Saturday, January 19, 2008

Pete Fountain With Bill Neely - "A Closer Walk: The Pete Fountain Story" - Memorabilia

A Closer Walk: The Pete Fountain Story



1972 Henry Regnery Company - Pete Fountain With Bill Neely
A Closer Walk: The Pete Fountain Story

Liner Notes:

A Closer Walk: The Pete Fountain Story
Pete Fountain With Bill Neely

Pete Fountain realized at the age of nine that music would be the most important part of his life. uring the countless hours he spent leaning against the wooden fence that bordered the top hat and listening to the sounds of Harry James, Gene Krupa, and Leon and Louis Prima, he discovered that jazz was in his blood. Jazz was born in New Orleans, and it was in the French Quarter of that city that Pete Fountain was born and that he learned to play the music he loves.

If Pete came from a musical city, he also came from a musical family. His father played all instruments by ear, and it was he who taught Pete to blow his first note on the clarinet. Pete's first concerts were given on the side-walks of New Orleans; there he first learned that he had a "fat sound." Pete continued to listen and practice. George Lewis, Papa Celestin, and Billie Holliday became his mentors.

The long hours, endless practices, and the temptation of drugs threatened to discourage Pete, but "either true, love or insanity" held him to his music. The decline of Dixieland and the birth of "bebop" in 1950 caused Pete to leave New Orleans and move to New York. But Dixieland was only dormant, not dead. In New York Al Hirt, Jack Teagarden, Ray Bauduc, and Ray Leatherwood began to revive the sound, and Pete was there with them.

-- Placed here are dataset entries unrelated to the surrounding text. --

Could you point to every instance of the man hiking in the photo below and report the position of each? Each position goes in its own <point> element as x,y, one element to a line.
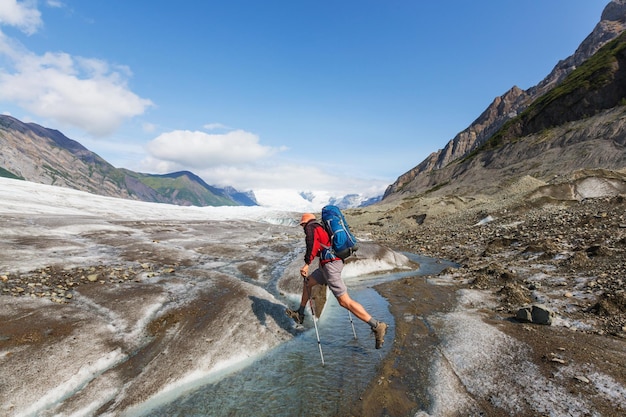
<point>329,273</point>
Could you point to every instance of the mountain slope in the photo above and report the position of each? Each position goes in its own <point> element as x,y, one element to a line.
<point>514,102</point>
<point>38,154</point>
<point>579,124</point>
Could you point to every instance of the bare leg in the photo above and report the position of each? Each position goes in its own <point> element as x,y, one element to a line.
<point>308,284</point>
<point>354,307</point>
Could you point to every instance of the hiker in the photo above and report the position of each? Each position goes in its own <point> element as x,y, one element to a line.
<point>329,273</point>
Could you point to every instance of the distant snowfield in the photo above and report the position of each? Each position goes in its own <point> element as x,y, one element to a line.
<point>117,345</point>
<point>23,197</point>
<point>236,263</point>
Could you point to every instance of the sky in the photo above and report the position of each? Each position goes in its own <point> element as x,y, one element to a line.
<point>334,96</point>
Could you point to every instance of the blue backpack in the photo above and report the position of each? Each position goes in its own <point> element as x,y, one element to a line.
<point>342,240</point>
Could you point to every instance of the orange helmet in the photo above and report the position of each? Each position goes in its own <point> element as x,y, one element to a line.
<point>306,217</point>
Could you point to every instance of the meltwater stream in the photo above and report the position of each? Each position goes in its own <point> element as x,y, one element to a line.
<point>290,380</point>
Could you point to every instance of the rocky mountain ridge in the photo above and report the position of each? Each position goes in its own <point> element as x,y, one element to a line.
<point>34,153</point>
<point>511,104</point>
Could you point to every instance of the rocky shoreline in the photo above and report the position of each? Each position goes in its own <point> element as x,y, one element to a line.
<point>565,255</point>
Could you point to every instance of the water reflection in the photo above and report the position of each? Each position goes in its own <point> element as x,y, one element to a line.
<point>290,380</point>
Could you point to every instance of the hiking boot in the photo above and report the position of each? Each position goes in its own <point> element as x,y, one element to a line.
<point>379,332</point>
<point>297,317</point>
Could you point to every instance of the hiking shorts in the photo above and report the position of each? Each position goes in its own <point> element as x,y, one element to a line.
<point>330,274</point>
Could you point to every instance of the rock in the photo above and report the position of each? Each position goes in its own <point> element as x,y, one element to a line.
<point>536,313</point>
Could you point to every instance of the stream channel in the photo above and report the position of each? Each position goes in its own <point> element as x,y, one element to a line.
<point>290,379</point>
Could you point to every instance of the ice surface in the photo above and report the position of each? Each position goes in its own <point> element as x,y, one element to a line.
<point>207,294</point>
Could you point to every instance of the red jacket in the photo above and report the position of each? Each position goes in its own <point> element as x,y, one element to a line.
<point>317,244</point>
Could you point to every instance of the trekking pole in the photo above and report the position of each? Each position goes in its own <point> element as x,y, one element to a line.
<point>352,323</point>
<point>319,343</point>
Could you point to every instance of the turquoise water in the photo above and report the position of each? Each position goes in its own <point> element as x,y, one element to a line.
<point>290,380</point>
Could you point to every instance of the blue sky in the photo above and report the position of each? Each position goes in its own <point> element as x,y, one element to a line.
<point>340,96</point>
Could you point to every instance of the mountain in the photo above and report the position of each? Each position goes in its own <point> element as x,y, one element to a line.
<point>510,106</point>
<point>34,153</point>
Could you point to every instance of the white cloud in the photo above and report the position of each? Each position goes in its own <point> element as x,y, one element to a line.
<point>201,150</point>
<point>85,93</point>
<point>214,126</point>
<point>22,15</point>
<point>78,92</point>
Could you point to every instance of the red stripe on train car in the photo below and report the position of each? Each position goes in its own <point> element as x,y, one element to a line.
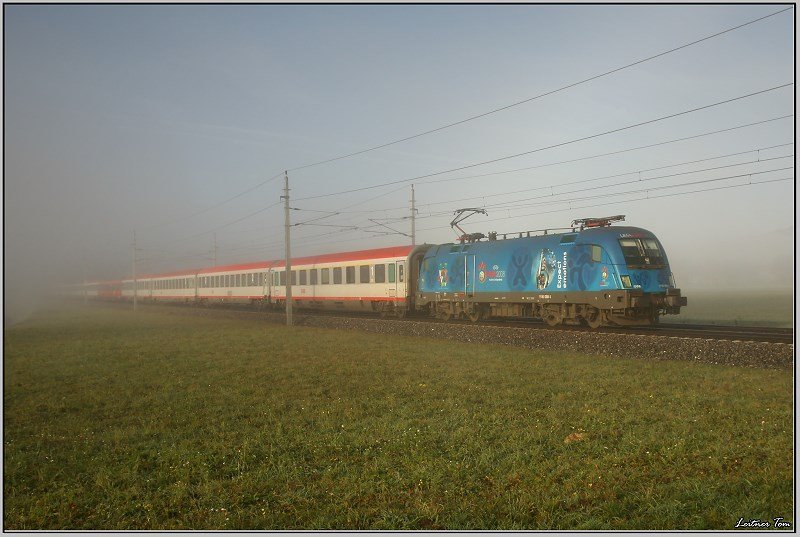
<point>340,257</point>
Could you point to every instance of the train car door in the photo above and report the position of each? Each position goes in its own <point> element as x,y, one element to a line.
<point>469,274</point>
<point>391,279</point>
<point>401,279</point>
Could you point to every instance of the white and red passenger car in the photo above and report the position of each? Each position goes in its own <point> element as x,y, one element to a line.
<point>365,280</point>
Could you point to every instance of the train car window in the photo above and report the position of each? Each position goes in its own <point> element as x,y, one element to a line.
<point>653,254</point>
<point>568,238</point>
<point>632,251</point>
<point>597,253</point>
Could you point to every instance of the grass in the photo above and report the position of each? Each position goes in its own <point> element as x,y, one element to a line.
<point>164,421</point>
<point>747,308</point>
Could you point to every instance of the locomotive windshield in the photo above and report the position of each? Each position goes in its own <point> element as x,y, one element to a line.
<point>642,253</point>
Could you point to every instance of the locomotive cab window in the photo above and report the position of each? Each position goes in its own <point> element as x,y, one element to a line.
<point>642,252</point>
<point>566,239</point>
<point>597,253</point>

Pete Fountain's success with Lawrence Welk is legend. Television audiences listened raptly to him every week and loved what they heard. Pete had the best of both worlds: his music and "respectability" in an unstable career.

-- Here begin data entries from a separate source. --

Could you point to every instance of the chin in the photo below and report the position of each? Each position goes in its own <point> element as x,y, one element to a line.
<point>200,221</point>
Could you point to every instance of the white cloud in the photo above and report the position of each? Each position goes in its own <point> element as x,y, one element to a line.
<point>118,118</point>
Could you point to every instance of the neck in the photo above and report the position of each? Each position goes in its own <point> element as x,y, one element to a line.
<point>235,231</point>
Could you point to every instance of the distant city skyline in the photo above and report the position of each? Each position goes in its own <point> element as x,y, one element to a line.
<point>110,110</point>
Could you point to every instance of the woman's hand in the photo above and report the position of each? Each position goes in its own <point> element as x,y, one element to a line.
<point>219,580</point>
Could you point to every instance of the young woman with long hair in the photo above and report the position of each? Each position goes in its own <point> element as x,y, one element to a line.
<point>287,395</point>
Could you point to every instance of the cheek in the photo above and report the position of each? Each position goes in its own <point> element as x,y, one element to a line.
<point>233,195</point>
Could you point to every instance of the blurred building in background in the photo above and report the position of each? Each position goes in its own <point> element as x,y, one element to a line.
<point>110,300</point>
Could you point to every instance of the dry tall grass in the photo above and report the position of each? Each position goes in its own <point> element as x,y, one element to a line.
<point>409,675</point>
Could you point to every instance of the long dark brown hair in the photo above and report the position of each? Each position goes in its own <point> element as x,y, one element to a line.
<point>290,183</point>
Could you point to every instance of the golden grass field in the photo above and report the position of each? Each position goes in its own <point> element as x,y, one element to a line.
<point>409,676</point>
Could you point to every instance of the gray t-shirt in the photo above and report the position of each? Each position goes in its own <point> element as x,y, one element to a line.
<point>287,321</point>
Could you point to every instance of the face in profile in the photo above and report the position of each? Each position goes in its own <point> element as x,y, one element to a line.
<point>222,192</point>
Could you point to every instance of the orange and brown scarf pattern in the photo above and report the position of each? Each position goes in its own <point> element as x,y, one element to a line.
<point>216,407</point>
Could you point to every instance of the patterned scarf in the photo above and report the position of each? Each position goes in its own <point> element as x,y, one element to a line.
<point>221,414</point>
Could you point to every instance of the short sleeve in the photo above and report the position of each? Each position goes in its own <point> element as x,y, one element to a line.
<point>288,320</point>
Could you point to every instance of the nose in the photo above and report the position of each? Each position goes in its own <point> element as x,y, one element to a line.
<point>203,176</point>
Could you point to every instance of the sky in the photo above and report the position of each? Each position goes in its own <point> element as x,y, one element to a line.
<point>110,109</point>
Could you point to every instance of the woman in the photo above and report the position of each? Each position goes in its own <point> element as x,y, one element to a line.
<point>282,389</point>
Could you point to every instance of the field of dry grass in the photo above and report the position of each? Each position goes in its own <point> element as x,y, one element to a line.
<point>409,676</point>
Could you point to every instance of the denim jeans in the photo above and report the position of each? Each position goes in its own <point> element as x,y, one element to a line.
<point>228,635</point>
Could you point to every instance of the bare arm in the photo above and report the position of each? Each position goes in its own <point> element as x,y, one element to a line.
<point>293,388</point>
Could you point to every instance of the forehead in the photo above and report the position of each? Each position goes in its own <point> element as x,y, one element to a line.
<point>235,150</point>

In spite of his success Pete could not get the sights, smells, and sounds of New Orleans out of his system. Whenever he sang "Dancing at the Mardi Gras," "When the Saints Go Marchin' In," "The Blues," and his most popular song, "A Closer Walk With Thee," his home sickness became stronger. As he always knew he would, he returned to New Orleans and took his music and the music of others back to where it was born.

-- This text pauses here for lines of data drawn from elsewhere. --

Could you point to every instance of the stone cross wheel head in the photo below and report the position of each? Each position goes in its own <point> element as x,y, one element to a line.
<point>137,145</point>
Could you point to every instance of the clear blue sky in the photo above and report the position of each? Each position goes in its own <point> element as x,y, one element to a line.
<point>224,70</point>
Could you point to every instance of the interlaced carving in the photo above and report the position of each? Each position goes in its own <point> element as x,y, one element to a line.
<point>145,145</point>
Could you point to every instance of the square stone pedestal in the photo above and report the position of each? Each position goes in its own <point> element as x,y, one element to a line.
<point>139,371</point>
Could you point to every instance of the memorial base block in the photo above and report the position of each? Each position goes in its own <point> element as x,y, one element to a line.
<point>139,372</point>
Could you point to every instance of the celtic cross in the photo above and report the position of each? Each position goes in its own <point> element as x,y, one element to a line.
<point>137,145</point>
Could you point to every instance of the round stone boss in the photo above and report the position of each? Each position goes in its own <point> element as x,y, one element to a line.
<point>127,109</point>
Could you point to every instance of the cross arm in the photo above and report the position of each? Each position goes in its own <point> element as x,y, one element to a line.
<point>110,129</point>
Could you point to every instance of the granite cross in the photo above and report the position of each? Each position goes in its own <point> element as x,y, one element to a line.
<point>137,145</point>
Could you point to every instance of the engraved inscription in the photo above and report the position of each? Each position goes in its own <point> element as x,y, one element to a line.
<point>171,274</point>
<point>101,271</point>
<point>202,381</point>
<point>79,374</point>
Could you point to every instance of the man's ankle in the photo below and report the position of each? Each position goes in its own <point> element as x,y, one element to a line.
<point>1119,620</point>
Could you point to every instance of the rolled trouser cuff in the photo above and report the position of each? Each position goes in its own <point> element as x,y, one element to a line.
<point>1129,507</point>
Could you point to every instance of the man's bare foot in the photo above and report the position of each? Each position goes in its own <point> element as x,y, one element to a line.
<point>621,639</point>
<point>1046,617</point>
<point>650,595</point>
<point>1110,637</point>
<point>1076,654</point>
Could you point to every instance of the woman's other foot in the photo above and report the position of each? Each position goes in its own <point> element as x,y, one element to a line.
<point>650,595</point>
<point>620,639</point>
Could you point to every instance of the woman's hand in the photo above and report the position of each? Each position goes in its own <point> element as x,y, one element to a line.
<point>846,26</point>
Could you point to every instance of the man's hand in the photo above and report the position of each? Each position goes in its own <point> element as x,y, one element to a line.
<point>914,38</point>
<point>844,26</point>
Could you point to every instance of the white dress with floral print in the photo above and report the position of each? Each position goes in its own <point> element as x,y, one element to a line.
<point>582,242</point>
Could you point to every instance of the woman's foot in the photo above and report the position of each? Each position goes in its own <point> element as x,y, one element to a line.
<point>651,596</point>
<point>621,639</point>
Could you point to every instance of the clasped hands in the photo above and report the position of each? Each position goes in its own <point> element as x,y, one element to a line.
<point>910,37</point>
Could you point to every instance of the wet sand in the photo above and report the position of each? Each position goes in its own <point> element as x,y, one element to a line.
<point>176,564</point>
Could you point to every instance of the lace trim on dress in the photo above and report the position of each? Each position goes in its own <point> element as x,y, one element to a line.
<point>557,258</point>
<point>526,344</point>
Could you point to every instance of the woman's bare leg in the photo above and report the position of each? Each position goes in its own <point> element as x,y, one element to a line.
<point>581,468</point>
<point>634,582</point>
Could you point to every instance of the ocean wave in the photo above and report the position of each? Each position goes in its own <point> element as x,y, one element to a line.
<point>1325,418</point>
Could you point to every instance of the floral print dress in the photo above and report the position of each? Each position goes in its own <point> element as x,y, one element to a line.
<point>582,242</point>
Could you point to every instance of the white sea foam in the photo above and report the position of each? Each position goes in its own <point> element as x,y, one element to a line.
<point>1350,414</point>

"A Closer Walk With Thee" is Pete Fountain's song, appropriately because his life has been filled with his closeness to his family, his fellow musicians, his city, and his music. The warmth and love of the man permeate A Closer Walk. But his story is not only about his life. It is the story of musicians, their struggles, their triumphs, and their friendship. And a closer walk is the story of jazz - the constantly changing, soul-rending music form that is a keystone of the American folk tradition.

Bill Neely has collaborated with Richard Petty on Grand National: the autobiography of Richard Petty and with Craig Breedlove on his auto-biography Spirit of America: Winning the World's Land Speed Record.